Thomas Lastowka, director of the VA Insurance Center, said the program has spent about $165 million on payouts between $25,000 and $100,000 since it began last December.
He told members of the Senate Veterans Affairs Committee on Thursday that officials are pleased with the program thus far, but are planning a full review later this year to see if everyone eligible is aware of the program.
Sgt. John Keith Jr., a Fort Hood soldier whose leg and lungs were severely injured during an attack in Iraq in November 2004, praised the program for keeping him from financial ruin during his long recovery in Washington.
“Supporting a family of four, eating out three times a day (while in Washington), renting a car, gas and purchasing clothing for two growing children was very hard to do on a sergeant’s pay,” he said. “We went through our savings and more.
“After receiving [$100,000], I was able to replace my savings, pay off most of my debts, and buy my wife a new van.

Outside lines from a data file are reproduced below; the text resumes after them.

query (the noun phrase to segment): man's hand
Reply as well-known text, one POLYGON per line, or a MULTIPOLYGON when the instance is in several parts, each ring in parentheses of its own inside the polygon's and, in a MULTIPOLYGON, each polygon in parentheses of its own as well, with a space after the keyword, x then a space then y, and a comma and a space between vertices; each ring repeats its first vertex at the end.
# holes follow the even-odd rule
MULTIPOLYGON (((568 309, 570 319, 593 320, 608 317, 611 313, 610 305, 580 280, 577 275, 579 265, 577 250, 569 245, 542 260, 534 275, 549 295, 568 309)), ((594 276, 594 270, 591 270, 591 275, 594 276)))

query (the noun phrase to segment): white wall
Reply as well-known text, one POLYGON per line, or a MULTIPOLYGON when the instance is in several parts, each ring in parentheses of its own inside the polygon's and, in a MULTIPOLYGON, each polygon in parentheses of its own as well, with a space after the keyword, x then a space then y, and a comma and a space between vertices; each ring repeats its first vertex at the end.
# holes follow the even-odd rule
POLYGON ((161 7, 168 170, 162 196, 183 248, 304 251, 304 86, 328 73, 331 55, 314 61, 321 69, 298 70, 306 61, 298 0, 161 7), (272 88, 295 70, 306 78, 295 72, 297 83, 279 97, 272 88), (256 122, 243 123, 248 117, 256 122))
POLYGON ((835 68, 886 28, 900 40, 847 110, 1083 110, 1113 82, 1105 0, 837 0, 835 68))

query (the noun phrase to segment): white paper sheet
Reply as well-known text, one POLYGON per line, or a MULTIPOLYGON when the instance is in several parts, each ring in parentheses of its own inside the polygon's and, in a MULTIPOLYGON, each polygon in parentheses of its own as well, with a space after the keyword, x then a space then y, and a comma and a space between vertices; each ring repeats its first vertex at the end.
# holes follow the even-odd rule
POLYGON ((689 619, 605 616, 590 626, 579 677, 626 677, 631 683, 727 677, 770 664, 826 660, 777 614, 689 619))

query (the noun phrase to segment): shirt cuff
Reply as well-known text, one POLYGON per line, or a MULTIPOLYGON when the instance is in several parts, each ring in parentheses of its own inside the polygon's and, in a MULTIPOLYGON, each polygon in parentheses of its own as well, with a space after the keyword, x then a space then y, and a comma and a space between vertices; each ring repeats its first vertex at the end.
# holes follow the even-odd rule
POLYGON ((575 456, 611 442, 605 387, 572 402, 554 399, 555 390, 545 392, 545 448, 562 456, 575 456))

I remember thinking that the government really was trying to take care of my family.”
The insurance program is designed to provide quick cash for troops injured in the line of duty. Troops enrolled in the traditional Servicemembers Group Life Insurance policy pay an extra $1 a month for the coverage, and receive payouts based on the severity of their injuries.
Servicemembers injured in combat operations in Iraq and Afghanistan between 2001 and last December are eligible for retroactive payments. Nearly 85 percent of the payouts so far have been retroactive claims, VA officials said.
Lastowka said for the other wounded troops, the program has averaged about 60 days from the day of injury to receiving the money.
Senators expressed concern about that time frame, noting that the goal of the insurance is to provide immediate financial assistance to injured troops with unexpected bills and needs.
Lastowka said of those 60 days, about 30 are a result of the time it takes an injured servicemember to file a claim. Officials take another 14 to 21 days to review the case.
He expects that time frame to go down as physicians and counselors become more familiar with the filing process, and more accurate with the documentation needed for claims.